Metinvest

MEDIA ABOUT US   |   Newsweek
November 06, 2024

Newsweek: Metinvest Produces Some 600 Steel “Hideouts” and Command Posts for the Front

A group of Ukrainian soldiers were sheltering in a metal barrel several meters underground, when one of Russia’s lethal, highly destructive 250-kilogram guided bombs landed nearby.

The six fighters spent days in the metal structure meters underground far below heaps of earth and soil, recalled Oleksandr Myronenko, chief operating officer for Ukrainian mining and steel holding Metinvest Group. It may have been days before they were rescued, he told Newsweek, a leading US magazine, but the protective steel shield saved their lives.

Now, staring down slow but steady Russian advances in the east and near-constant aerial bombardment, the Group and Ukraine’s military are working on setting up steel command posts dug deep into the ground. They are designed to protect soldiers close to the front line as well as commanders meeting miles away from the fierce clashes.

A single barrel, which takes around a week to make, is termed a “hideout,” while six of the barrels can be fused together in a more complex design to make up a steel command post.

Around 600 barrels have been churned out so far, making for around 480 “hideouts,” said Myronenko. The other 120 barrels have gone toward making a total of 20 steel command posts, Myronenko said. Of these, around 14 are up and running, with the rest delivered to the brigades preparing to use them.

An unnamed member of the Kara-Dag brigade, part of Ukraine's National Guard. The brigade have received new steel command centers, designed to be installed underground and protect fighters from aerial attacks.

Another four command posts are heading for the National Guard once they are finished off, Myronenko said. Another will be delivered to the famed Kraken unit, which is part of Ukraine’s GUR military intelligence agency.

The “hideouts” are intended to give at least minimal comfort conditions to troops very close to the front lines. The 20 command posts can house troop commanders, store weapons or host sleeping quarters for the military.

The barrels have been used to build up fortifications along Ukraine’s defensive lines close to Pokrovsk, the essential Ukrainian logistics hub in the embattled eastern Donetsk region. Moscow has been inching toward this region since capturing the former Ukrainian stronghold of Avdiivka in February. Over the past year, more “hideouts” have been installed close to Pokrovsk.

Russia has claimed to have taken control of a handful of villages not far from Pokrovsk in recent weeks. Moscow has also made gains toward the city of Kupiansk, in the northeastern Kharkiv region, and managed to peel back some of the control Ukraine has maintained in the southern Russian Kursk region since early August.

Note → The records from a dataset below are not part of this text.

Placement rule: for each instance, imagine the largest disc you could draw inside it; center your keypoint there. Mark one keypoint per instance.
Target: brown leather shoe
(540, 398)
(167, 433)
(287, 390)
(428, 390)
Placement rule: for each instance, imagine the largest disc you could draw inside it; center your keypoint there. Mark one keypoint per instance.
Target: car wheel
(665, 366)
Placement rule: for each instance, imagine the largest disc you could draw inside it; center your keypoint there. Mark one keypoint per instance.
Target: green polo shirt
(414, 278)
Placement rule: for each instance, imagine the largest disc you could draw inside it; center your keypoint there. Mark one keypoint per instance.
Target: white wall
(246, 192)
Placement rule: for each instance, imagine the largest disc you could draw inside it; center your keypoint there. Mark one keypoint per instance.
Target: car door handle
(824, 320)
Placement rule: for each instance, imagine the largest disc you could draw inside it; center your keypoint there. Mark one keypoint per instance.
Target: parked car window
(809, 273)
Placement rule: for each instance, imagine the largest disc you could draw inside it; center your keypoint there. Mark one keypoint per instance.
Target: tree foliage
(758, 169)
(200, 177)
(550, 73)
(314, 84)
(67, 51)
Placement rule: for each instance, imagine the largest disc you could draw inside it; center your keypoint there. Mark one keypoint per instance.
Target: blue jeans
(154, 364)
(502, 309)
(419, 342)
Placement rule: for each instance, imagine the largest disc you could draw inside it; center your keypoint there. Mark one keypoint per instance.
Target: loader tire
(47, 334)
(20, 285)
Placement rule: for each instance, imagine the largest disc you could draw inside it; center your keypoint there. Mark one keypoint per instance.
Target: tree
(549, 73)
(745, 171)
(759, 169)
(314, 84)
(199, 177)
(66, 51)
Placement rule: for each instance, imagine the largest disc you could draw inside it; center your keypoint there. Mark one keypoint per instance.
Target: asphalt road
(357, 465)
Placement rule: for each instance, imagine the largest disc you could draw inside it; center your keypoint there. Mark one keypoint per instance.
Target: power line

On Saturday, Ukraine’s commander in chief, General Oleksandr Syrskyi, said Ukraine was “holding back one of the most powerful Russian offensives” since February 2022. With North Korean troops likely to join the fray in the coming days, according to the US, reducing prospects for a reprieve from aerial bombardment, Ukraine has its work cut out for its fighters heading for another winter season.

Metinvest publicly said back in January that it had started producing the steel underground command posts. The project falls under Ukrainian billionaire Rinat Akhmetov’s Steel Front initiative, known for designing steel shields for Ukrainian-operated Abrams tanks and Bradley infantry fighting vehicles donated by the US, and other Western-made tanks on the battlefield.

The barrels have also been delivered to the neighboring Luhansk region and throughout Kherson, in Ukraine’s south. They are “basically scattered along the front line,” Myronenko said.

No Protection Above Ground

With the cover of darkness, the Ukrainian installers dig pits into the earth, add layers of timber cladding and shoring up the hole up to five meters underground. They then pile vegetation and shrubs on top of the site to blend the command center into the landscape.

“No command post that is located above ground is efficient,” Myronenko said. “It simply doesn’t provide the proper protection if it’s above ground.”

Unless given away by nearby residents and saboteur groups, or by lapses in due diligence from the military, it’s very difficult for Russia to detect the underground steel structures, Myronenko said.

“They can be detected like any other command post if there is a constantly some concentration of people or concentration of vehicles nearby,” Myronenko said.

It is most vulnerable to Russian forces when being built, he said.

The underground command posts are vulnerable to a direct hit with one of Russia’s Iskander short-range ballistic missile, but the Shahed cannot typically reach those protected underground.

Standard-designed barrels can be tweaked to a brigade’s needs, Myronenko said. Some units request larger barrels, and others, for example first person-view (FPV) drone units, need to have space for a workstation to operate drones.

The barrels are not delivered with electronic warfare equipment as standard, and some units request empty, unfurnished barrels, Myronenko said.

“Some units, they have their own and they install them outside of the barrels to suppress the radio signals to protect themselves from drone strikes,” Myronenko said. “Sometimes the military, they approach us to procure electronic warfare systems for them. But this is done on a case-by-case basis,” he added.

“There is no cookie cutter approach, no universal recipe, when it comes to electronic warfare systems,” he said.